Dolayısıyla böyle bir doğumun Meryem validemizden önce gerçekleşmiş olması ve ondan sonra da başka birinde böyle bir olayın gerçekleşme ihtimalinin bulunması mümkün olmamalıdır. Meryem validemizden başkasında karşılaşılamayacak bir olayın da tıbben ve bilimsel olarak açıklanabilir olmasını beklemenin bir anlamı yoktur.

Şunu da söylemeliyiz ki uzmanların söylediklerine göre hermafrodit bir dişi tam bir dişidir, yani hermafrodizm çift cinsiyetlilik demek değildir.
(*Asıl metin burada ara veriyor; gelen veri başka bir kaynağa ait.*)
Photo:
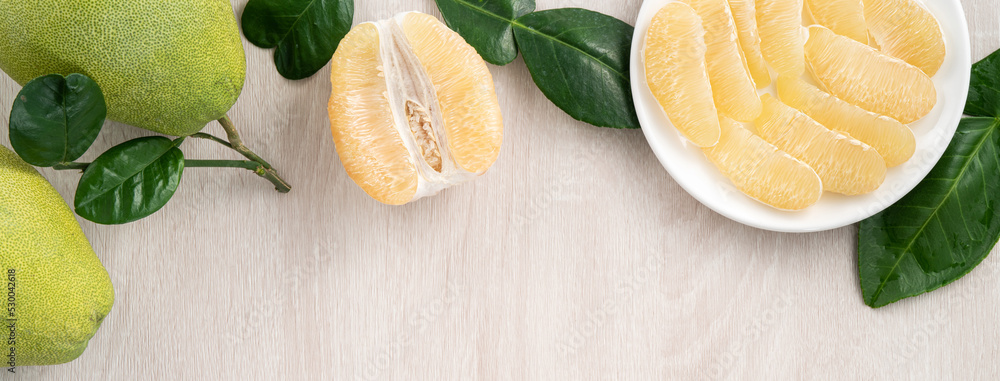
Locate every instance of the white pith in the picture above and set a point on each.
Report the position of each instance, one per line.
(408, 84)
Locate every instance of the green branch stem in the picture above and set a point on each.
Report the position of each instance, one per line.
(256, 164)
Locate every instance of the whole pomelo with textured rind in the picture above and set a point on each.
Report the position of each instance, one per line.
(169, 66)
(61, 292)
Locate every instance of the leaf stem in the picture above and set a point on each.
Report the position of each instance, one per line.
(254, 166)
(261, 167)
(236, 142)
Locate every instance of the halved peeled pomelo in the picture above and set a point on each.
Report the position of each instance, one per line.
(845, 165)
(763, 172)
(867, 78)
(674, 58)
(892, 139)
(906, 30)
(413, 108)
(733, 90)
Dolayısıyla günümüzde bir tabib veya bilim adamının bu olayı hermafrodizm ile açıklamasında bir sakınca yoktur. Ancak bu iddianın ayetlerin metnine dayandırılması ve Meryem validemizin hermafrodit olduğuna Kur’an’dan delil olarak bu ayetlerin metnindeki zamirlerin gösterilmesinin problemlidir.

Kur’an’ın başlı başına bir mucize olması için Meryem validemizin tıbben açıklanabilir bir fizyolojik yapıda olduğuna değiniyor olması gerekmez. Bu yazıda ele aldığımız tahlillerle de ortaya çıkan, Kur’an’ın hiçbir yoruma yer bırakmadan her konuyu detaylarıyla anlatıyor olması, Meryem validemizle ilgili yapılan bu yorumlara bile şaşmaz inceliği ile izin vermediğinin tesbit edilebiliyor olması mucizelerin en büyüğü olduğunu gösterir. Böylesi bir incelik ve hassasiyet hiçbir kul yapısı metinde bulunamayacak bir özelliktir. Kur’an üzerinde metodik olarak yapılan her çalışma onun Allah’ın Kitabı olduğunu ortaya koymaktadır. İnsanı aciz bırakan Kitap böyle olur.